In the few years after Frank Shorter won the Olympic gold medal in the 1972 Olympic marathon, officially starting the running boom in the United States, there was no marathoner more famous or more accomplished than Bill Rodgers. A small town, easy going, aloof, simple man, who decided to quit the party, smoking and drinking scene to discover his gift for running and embraced it to the fullest. He won the Boston Marathon four times and is the only man with four victories in the New York City Marathon. He also was an Olympian in 1976.
Rodgers was an above average runner during his high school years. Faster than whatever you or I can run a mile to 5K, but not enough to be a legend or anything close. But in college he happened to room with Amby Burfoot, whose dream was to one day win the Boston Marathon, which he did in 1968. Burfoot was tutored by Young Johnny Kelley, the 1957 Boston champion, who in turn had been tutored by Johnny “The Elder” Kelley, winner of two Bostons plus a record seven second places.

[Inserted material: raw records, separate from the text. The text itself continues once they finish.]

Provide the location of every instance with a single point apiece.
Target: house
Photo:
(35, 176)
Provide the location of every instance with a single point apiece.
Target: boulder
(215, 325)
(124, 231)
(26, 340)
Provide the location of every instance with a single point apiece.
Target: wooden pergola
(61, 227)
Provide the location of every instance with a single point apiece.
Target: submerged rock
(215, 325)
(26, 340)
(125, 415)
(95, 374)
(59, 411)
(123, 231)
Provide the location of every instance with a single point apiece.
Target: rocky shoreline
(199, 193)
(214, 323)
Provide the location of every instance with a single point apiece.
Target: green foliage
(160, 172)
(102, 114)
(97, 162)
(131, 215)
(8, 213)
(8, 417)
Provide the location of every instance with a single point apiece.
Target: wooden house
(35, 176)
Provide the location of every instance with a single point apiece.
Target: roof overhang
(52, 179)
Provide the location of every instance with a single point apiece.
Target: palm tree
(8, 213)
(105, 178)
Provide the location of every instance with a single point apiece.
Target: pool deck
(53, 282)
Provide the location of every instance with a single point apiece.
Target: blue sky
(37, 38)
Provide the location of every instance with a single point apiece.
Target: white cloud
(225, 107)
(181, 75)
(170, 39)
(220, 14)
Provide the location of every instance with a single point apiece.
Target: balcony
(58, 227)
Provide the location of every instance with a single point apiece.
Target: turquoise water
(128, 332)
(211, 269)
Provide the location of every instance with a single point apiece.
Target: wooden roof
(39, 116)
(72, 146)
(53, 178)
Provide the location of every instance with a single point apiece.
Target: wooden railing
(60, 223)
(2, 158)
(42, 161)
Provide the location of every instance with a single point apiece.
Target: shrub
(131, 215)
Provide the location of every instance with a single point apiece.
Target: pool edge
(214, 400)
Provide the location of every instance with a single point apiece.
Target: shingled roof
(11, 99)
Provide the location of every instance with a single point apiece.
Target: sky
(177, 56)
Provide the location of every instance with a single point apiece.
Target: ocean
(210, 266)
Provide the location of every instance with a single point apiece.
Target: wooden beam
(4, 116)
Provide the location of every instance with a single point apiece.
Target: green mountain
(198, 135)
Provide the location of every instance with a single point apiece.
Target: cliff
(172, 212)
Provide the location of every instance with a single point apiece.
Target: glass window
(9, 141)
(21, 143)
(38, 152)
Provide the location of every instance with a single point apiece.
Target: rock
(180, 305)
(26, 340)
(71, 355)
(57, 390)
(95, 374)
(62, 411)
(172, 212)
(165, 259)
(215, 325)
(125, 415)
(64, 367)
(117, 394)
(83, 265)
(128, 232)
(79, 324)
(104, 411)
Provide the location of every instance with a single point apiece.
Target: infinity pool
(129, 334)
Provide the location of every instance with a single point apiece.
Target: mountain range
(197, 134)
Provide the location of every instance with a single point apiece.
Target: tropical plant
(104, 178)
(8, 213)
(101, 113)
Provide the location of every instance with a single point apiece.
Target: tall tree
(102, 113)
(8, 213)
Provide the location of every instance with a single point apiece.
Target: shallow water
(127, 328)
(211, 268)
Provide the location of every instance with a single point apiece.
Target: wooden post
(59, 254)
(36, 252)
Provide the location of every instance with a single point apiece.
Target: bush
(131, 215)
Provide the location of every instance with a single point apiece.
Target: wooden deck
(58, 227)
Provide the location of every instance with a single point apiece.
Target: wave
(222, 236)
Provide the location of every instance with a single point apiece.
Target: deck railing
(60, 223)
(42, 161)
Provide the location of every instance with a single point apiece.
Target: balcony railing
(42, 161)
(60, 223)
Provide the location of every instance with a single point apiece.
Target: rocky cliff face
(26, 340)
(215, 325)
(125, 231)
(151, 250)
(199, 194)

Rodgers trained with Burfoot in 1968 and even kept pace with him in long 20+ milers after a night of drinking and partying. Yet, he never thought of running long distances competitively.

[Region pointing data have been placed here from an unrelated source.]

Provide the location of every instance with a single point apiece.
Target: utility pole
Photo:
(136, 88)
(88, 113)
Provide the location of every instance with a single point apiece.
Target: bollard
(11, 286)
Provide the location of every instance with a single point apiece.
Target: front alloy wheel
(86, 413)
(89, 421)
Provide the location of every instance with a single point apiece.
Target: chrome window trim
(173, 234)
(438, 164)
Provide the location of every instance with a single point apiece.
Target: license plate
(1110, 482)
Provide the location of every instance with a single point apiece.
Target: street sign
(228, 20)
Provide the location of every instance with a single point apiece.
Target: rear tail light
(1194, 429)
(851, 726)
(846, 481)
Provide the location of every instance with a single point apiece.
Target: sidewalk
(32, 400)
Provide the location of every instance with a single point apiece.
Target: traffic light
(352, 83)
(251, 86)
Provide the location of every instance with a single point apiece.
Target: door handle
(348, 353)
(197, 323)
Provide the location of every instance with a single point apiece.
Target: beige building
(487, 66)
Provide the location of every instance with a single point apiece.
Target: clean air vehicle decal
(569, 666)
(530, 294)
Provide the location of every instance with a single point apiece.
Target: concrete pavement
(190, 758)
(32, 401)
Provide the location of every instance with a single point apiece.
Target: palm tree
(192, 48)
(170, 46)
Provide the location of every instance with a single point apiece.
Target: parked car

In Marathon Man, Rodgers treats us with a first person account of his journey from an ordinary citizen, a teacher and an OK runner to the most decorated long distance US runner in history. This is not your typical “look-how-great-I-am” biography, it is a journey with many ups and downs; with struggles, both physical and financial; it is a story of both DNFs and breaking finish line tapes.

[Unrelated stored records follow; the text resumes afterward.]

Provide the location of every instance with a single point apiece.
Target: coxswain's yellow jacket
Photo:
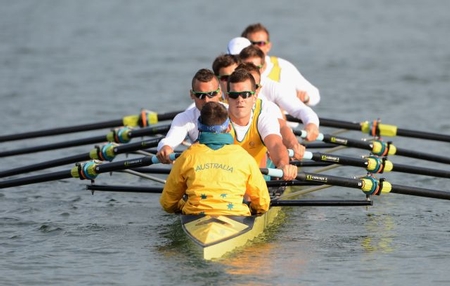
(215, 182)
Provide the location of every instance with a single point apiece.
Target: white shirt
(290, 75)
(286, 98)
(185, 124)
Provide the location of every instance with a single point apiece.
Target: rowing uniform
(215, 182)
(287, 99)
(183, 124)
(261, 124)
(281, 70)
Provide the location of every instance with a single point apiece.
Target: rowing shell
(218, 235)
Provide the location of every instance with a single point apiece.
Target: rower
(279, 69)
(282, 94)
(255, 130)
(214, 173)
(205, 88)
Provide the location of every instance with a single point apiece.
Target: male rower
(280, 69)
(281, 94)
(256, 131)
(214, 173)
(205, 88)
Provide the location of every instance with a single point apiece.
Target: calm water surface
(65, 63)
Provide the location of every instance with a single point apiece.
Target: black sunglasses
(260, 43)
(202, 95)
(224, 77)
(243, 94)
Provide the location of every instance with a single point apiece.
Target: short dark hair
(253, 28)
(250, 67)
(252, 52)
(203, 75)
(241, 75)
(223, 61)
(213, 113)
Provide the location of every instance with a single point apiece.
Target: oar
(377, 129)
(119, 135)
(369, 185)
(132, 189)
(105, 153)
(374, 164)
(145, 118)
(273, 203)
(85, 171)
(377, 147)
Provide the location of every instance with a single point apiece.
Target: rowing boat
(217, 235)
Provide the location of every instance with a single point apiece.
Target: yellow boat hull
(218, 235)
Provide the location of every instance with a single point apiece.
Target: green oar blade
(97, 153)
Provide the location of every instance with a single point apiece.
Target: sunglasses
(202, 95)
(223, 77)
(243, 94)
(260, 43)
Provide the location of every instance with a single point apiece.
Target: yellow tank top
(275, 73)
(252, 141)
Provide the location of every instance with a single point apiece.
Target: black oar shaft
(423, 135)
(420, 171)
(420, 192)
(61, 130)
(151, 170)
(130, 147)
(45, 165)
(53, 146)
(282, 183)
(320, 203)
(422, 156)
(78, 158)
(330, 180)
(36, 179)
(127, 189)
(78, 128)
(381, 128)
(127, 164)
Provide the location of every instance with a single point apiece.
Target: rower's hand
(312, 130)
(289, 172)
(299, 151)
(163, 154)
(303, 96)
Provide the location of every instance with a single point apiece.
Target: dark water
(65, 63)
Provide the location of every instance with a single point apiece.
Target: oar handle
(277, 173)
(303, 134)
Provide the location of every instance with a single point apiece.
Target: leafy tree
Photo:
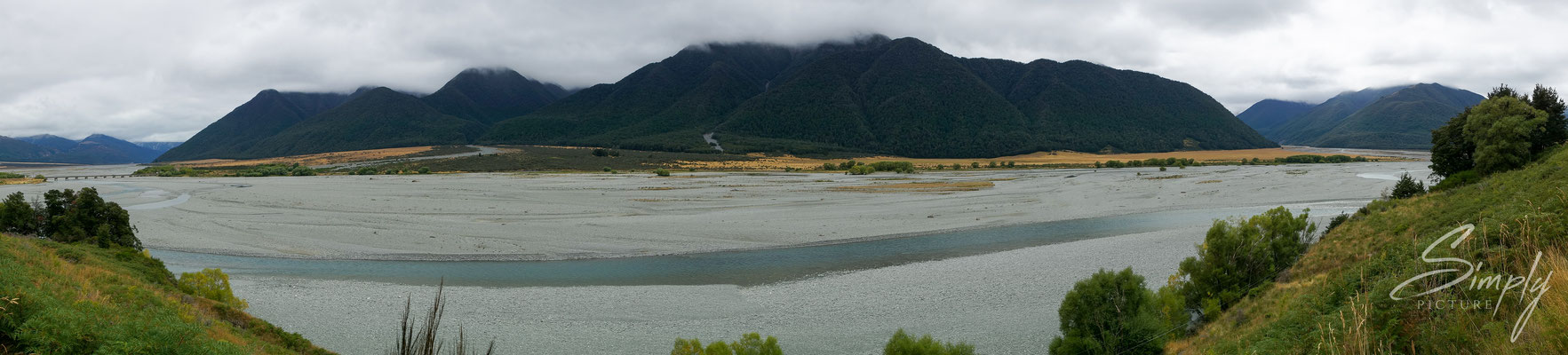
(905, 344)
(1407, 188)
(1556, 130)
(1451, 149)
(73, 217)
(1502, 129)
(211, 283)
(1236, 258)
(1109, 313)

Most of the book is centered on Rodgers’ win of the Boston Marathon on April 21st, 1975. Fifteen of the 21 chapters start with an exquisitely detailed account of the race, enriched throughout with the lore of this, the most famous footrace in the history of footraces. From there on, the second part on each one of those chapters are flashbacks to his life starting eight years before that day and finishing at the start of that particular race. Two chronicles of the same story are happening simultaneously, which provides incredible dynamism to the narrative. Once he wins, he focuses on his Olympic experience and his first New York City win. The latter one was the one that happen to put that marathon in the map.
Bill was not just an airheaded runner. He stood for certain political beliefs and stood by them, becoming a conscientious objector to the Vietnam War, who paid consequences. He had clashes with the AAU and voiced his displeasure at them taking away the monies athletes won while not allowing them to make a living from their talents. There are also plenty of insights about the early days of the running boom. This is great stuff for anyone who enjoys or has enjoyed long distance running or followed it 25-30 years ago.
On a personal note, Rodgers has always intrigued me because when I started running as a teenager he was the top dog. He won the very first marathon I ran, Orange Bowl 1983, and I had the chance to see him fly by twice throughout the course. After my second Marathon, New York 1983, my dad bought me a Bill Rodgers set of short and shirt, which I used only for my top races, including my 3rd and 4th marathons, where I had my two best times. My 5th Marathon, Philadelphia 2012, was won by Rodgers way back when. So somehow he’s been a presence during all my long distance endeavors.
This is a fascinating biography about a fascinating character narrated in a fascinating way. Worth not only every penny but also every minute you’ll invest reading it.